Features ReproducibleBuilds Lead image: Lead Image © jaroonrat vitoosuwan , 123RF.com
Lead Image © jaroonrat vitoosuwan , 123RF.com
 

Verifying packages with Debian's ReproducibleBuilds

Identical Build

Debian's ReproducibleBuilds project helps you determine whether a binary package was actually built from the associated source code. By Daniel Stender

Open source software offers a big security benefit: Unlike proprietary software, anyone can view the source code, so in theory you know what you are installing. However, the overwhelming majority of users install prebuilt software packages provided by their Linux distributors. These users rely on system developers and package maintainers to ensure that the binary packages do not contain malicious code that deviates from the official source code.

The Debian ReproducibleBuilds project helps you verify that the package matches the source code and that no flaws have been introduced (Figure 1) [1].

If the build system is compromised, the binary package produced by it in the ReproducibleBuilds system has a different hash value (red entry).
Figure 1: If the build system is compromised, the binary package produced by it in the ReproducibleBuilds system has a different hash value (red entry).

Attack Scenarios

As a popular Linux distribution, Debian distributes its own software to a large number of users worldwide. The customers are not only private users, but also organizations, research institutions, and companies. This complex and decentralized software distribution system creates opportunities for attackers to foist malicious code onto unsuspecting users.

One obvious attack scenario is targeted manipulation of a DEB binary package. Past exploits like the OpenSSH bug CVE-2002-0083 [2] show that sometimes changing just one bit is sufficient to install a backdoor [3]. For sophisticated attacks, attackers could dump a kernel rootkit on a package maintainer's computer, which would then secretly change the code at build time.

Secure Binary Packages

The idea of making binary packages for Debian reproducible has existed since 2007 [4]. At first, the idea was met with little response until decisive impetus came from projects with high security requirements. For example, the Tor Project has pushed the development of reproducible package building [5].

Since the Snowden revelations, significantly more users are interested in security gains offered by this approach. Bitcoin developers, for example, have a vested interest in safeguarding the money market software that distributes the virtual currency to users.

Matching Builds

If you want to identify manipulations by tracking different package build results, the first step is to ensure that the build process always produces identical packages. This is not the case in general. Instead, two binaries built from the same source code may often differ for several reasons [6].

For example, the packets generated here change when developers build on different machines. Or, the build process has a different timestamp in the header of the gzip archives it generates, or in the man pages created using the docbook-to-man tool. The program documentation contains timestamps, for example, as do HTML pages made by Doxygen [7] or PDF documents built with LaTeX [8].

Problems are also caused by different lists of files that are created because the POSIX readdir() function does not sort the output. A different build path, for example, results in changes to the build ID of the binaries. The locale used for the build also makes a difference to binary packages, as does the hostname of the build system, and many other factors.

Toolchain

Numerous triggers of these unpredictable deviations can be eliminated in the toolchain used for package building.
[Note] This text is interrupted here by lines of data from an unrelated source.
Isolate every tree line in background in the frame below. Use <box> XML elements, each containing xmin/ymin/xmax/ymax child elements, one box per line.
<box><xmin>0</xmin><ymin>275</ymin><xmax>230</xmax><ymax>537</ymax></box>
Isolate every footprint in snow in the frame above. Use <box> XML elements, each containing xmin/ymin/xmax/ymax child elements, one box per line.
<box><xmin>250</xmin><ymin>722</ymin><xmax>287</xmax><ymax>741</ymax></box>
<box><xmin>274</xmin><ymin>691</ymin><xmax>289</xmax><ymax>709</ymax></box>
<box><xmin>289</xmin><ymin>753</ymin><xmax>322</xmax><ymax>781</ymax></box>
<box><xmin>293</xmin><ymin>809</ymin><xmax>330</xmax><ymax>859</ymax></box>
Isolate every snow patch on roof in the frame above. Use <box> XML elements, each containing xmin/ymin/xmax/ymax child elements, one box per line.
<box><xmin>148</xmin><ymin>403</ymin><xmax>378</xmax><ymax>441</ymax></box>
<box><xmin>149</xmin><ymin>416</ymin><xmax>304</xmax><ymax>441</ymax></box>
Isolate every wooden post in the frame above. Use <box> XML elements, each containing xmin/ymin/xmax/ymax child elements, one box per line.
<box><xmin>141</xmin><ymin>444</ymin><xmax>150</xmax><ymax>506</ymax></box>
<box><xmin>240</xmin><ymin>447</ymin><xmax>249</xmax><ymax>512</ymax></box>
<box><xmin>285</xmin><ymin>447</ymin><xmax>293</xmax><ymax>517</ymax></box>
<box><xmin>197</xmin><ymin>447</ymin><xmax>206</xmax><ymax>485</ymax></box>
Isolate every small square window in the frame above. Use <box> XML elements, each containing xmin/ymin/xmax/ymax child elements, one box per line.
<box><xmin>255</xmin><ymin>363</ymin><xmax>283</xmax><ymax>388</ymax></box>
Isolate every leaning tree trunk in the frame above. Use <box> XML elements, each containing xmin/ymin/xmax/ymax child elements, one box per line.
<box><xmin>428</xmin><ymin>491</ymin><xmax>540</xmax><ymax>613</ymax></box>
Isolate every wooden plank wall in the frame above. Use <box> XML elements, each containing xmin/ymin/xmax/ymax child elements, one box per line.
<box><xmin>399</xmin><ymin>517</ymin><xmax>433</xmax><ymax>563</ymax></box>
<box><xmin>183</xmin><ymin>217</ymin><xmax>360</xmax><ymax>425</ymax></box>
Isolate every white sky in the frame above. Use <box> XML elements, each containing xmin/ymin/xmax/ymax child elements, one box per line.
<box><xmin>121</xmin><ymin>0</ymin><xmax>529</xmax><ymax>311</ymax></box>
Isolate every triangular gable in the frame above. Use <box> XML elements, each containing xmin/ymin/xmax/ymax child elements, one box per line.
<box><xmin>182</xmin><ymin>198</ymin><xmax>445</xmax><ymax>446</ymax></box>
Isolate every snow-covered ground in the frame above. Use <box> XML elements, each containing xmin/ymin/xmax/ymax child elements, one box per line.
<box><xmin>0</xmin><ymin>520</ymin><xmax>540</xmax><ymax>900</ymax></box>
Additionally, however, the developers have to edit the individual source packages with a view to improving reproducibility.

In certain cases, the package maintainer even needs to patch the software source code. This is the case, for example, if the developers use the __TIME__ or __DATE__ preprocessor macros [9] in the source code to additionally output the build date if the --version flag is set when calling the program.

Small things can play a decisive role when it comes to reproducibility. If you underestimate their importance, you can only build an identical package on another day by using a customized virtual environment. Having to rely on such virtual build environments is not the answer; it must be possible to reconstruct identical checksums for the binary packages under any conditions.

The ReproducibleBuilds working group therefore maintains an enhanced toolchain for deterministic package building [10]. This provides, for example, alternative packages for Doxygen and docbook-to-man, as well as the dh_strip_nondeterminism debhelper module, which, among other things, removes the timestamps from a series of objects. The toolchain is thus far purely experimental, but it is likely to be incorporated gradually into the official branch after the Debian 8 release.

Another innovation is the new .buildinfo check file. After building a package, it saves the build dependencies used with version numbers, the build path and the checksum of the source, and the generated binary package [11]. On the basis of this information, you can reconstruct the build path when rebuilding the package and understand the dependencies used in the snapshot archive package [12] if they are outdated.

The experimental toolchain already works in a chrooted build environment, for example, with pbuilder [13]. Package maintainers can thus use it for initial testing. The Debian Project also provides debbindiff [14], which can compare two packages built one after another.

Infrastructure

The project is now also docked onto Debian's infrastructure. The continuous integration platform [15] continuously checks the whole package archive to discover whether individual source packages can be reproducibly generated [16]. To do so, it builds the packages one after another with intentionally modified parameters and then compares the binary packages to discover differences.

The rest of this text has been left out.